Tuesday, 2 October 2012

Chloé: The story of a fashion legend at 60.

Chloe founder Gaby Aghion
Chloe founder Gaby Aghion, photographed sometime between 1945-1949, by her husband Raymond Aghion. Photograph: Chloé


While Chloé's spring/summer 2013 collection was unveiled in Paris during fashion week, an exhibition celebrating the label's 60th anniversary is currently showing at the French capital's Palais de Tokyo centre.
The timing of Clare Waight Keller's latest designs hitting the catwalk, coinciding with a look back at the history of the label she now runs in the Chloé.Attitudes exhibition, serves as a reminder of the inspiring heritage of this Parisian fashion house.

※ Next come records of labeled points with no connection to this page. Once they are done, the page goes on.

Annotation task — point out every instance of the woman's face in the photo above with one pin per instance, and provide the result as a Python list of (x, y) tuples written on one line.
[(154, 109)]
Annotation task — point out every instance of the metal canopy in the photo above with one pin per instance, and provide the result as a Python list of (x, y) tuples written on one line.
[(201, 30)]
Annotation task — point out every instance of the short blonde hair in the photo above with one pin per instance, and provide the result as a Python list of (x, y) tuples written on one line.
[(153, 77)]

Stella McCartney, Phoebe Philo and Hannah MacGibbon all designed for Chloé, but it is the Egyptian-born Gaby Aghion who began it all. She might not be a household name like her brand, but the 91-year-old is a pioneer when it comes to women designing for other women.
Chloé's Rachmaninoff dress
Chloé's Rachmaninoff dress (Karl Lagerfeld, 1972) Photograph: Chloé
  Arriving in Paris in 1945, she became part of a postwar bohemian circle who gathered in Left Bank cafes, counting Picasso and Paul Eluard as friends. When Aghion wanted to set up the brand Chloé – named after a good friend Chloé Huysmans – seven years later, it was her friends she wanted to dress, not grandes dames more suited to rarefied designs peddled by 1950s couture salons. By contrast, Aghion championed simplicity – her first collection was a collection of six cotton poplin dresses. Peddled in a suitcase around the boutiques of Paris, they sold out everywhere they were stocked. A smart businesswoman, too, Aghion insisted on her own Chloé label in the back of the brand's designs, rather than the boutique's, as was customary in the 50s.

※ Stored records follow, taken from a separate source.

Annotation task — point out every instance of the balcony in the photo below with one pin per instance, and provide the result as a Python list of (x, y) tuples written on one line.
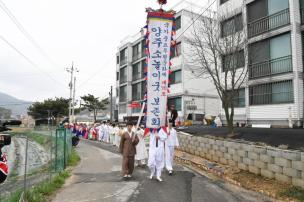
[(302, 15), (270, 67), (136, 76), (123, 61), (123, 80), (268, 23), (136, 57)]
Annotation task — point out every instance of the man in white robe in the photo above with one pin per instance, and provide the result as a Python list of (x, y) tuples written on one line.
[(156, 153), (170, 144), (141, 151), (100, 132)]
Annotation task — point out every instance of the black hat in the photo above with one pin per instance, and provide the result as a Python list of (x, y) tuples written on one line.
[(130, 123)]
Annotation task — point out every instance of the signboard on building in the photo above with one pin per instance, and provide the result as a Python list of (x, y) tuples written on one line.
[(159, 37)]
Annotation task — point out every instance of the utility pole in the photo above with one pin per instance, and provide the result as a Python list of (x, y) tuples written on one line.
[(71, 71), (73, 106), (111, 104)]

If brand-awareness was one pioneering concept, Aghion has also been credited with inventing a luxe version of ready-to-wear – something that appealed to a growing demographic of working women who, even if they had the money, didn't have the time for couture's endless fittings. Instead, she advocated a concept we now take for granted – designer clothes sold off the peg, wearable that night. They were all about an easy chic; shirtdresses, blouses and neat cigarette silhouettes became Chloé signatures under Aghion. It was a capsule way of dressing, and you can see her influence over current female designers, and the Chloé alumni, Philo and McCartney.

Once remarking that "fashion should be as fresh as a salad", Aghion was a great supporter of emerging talent – hiring a young Karl Lagerfeld early in his career, as well as other designers including Martine Sitbon. Lagerfeld, however, is an exception that proves the rule – across the nine key designers covered in Chloé.Attitudes, it's evident that this is brand that celebrates women designing for women.